Well, then how PKCE overcome this issue? You can think of PKCE as an authorization code flow technique except that it uses a variable key instead of a static secret key of the client application. In PKCE flow client application sends a code challenge value in order to request an authorization code which will be preserved by the Authorization Server for later verification. The code challenge value is created using code verifier value in a particular manner. In order to request a token, in exchange of the code, the code verifier value is sent to the authorization server. Authorization Server, by comparing the code challenge value and code verifier value, confirms that the application is the legitimate one so that it can exchange the token with it. In case if we were using the static secret key, it will be easy for any malicious code that has the client id and client secret to pretend itself as the original client and request a token exchange for the code that can be obtained by the URL. As we use a random code challenge and code verifier values that are very hard to guess, the PKCE flow resolves the above mentioned issue. How to achieve this randomness is a key topic which will be covering in the upcoming sections below.

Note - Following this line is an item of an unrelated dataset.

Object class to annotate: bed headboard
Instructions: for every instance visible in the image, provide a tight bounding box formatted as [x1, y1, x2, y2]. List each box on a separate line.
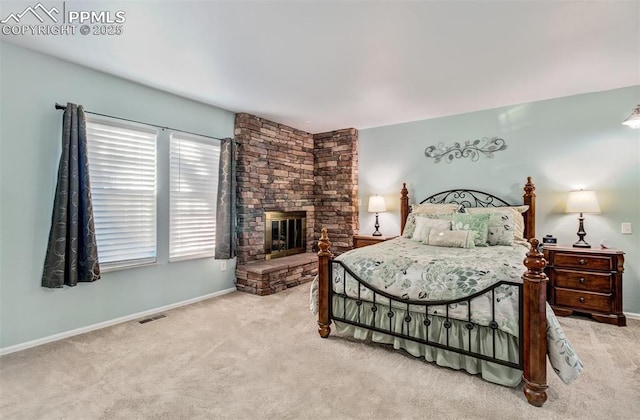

Before going deep into PKCE let’s have a look at how authorization code flow works. Below is step by step process that demonstrate how a client application gets access to a protected resource with the permission of the resource owner.

  1. Resource owner/User clicks the login link in the client application.
  2. The client sends a request for authorization code, to the Authorization Server.
  3. Authorization Server responds by presenting the login page to the user.
  4. User enters his/her credentials.
  5. Authorization Server verifies the credentials and if everything is fine, it present a consent page to the user.
  6. User permits the client to access the protected resource.
  7. Authorization Server sends an authorization code to the client app.
  8. Client request the Authorization Server to exchange the code to access token.
  9. If everything is fine, Authorization Server responds with an access token and refresh token.
  10. Client request Resource Server to access the protected data using the access token.
  11. Resource Server request Authorization Server for validate the access token.
  12. Authorization Server validates the token.
  13. If validation is successful, then the Resource Server sends the requested data to the client.

Hope the authorization code flow is clear, now let us see how PKCE flow works by looking at the step by step process that happens when an application tries to access a protected resource. Oops!! it is the same. Then what is the difference between those two?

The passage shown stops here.